Dieser blöde Alte! Am liebsten hätte er wohl die ganze Familie unter seinem Dach versammelt, um über ihr Leben zu bestimmen. Wie in so einer bescheuerten amerikanischen Familien-Soap, aber da machten die das garantiert nur, um nur eine location zu brauchen, anstatt haufenweise verschiedene Wohnungen imaginieren zu müssen. Na, bei Albert und Petra war´s ihm ja auch gelungen – apropos Petra: Die arbeitete doch auch hier? Von der hatte sie ja noch gar nichts gesehen? Was machte sie hier eigentlich? Hatte Albert nicht mal was von Finanzplanung gesagt? Sie sollte ihn fragen – nein, der war schon gar nicht mehr da. Dann eben morgen. Komisch, dass er sie auch gar nicht weiter erwähnt hatte. Offenbar verstanden sich die beiden nicht besonders.

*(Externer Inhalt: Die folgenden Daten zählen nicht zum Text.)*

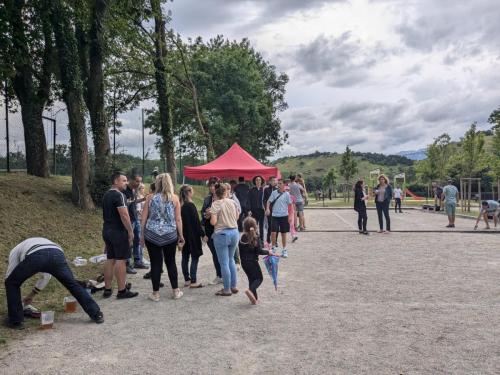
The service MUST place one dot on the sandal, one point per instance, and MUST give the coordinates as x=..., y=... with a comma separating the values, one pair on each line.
x=154, y=297
x=251, y=297
x=223, y=293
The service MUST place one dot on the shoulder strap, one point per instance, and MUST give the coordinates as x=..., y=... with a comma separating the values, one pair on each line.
x=278, y=197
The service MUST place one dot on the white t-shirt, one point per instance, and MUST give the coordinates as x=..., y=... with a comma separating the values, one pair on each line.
x=397, y=193
x=25, y=248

Vielleicht kein Wunder, überlegte Ariane auf dem Weg nach draußen; wenn sie sich recht an Petra erinnerte, war sie eine selten dämliche Pute, bieder und verkniffen. Wenn eine, die genauso alt war wie sie, immer noch zu Hause wohnte, in ihrem Kinderzimmer – das musste ja auf die Seele drücken. Oder sie war eben so ein braves Töchterlein...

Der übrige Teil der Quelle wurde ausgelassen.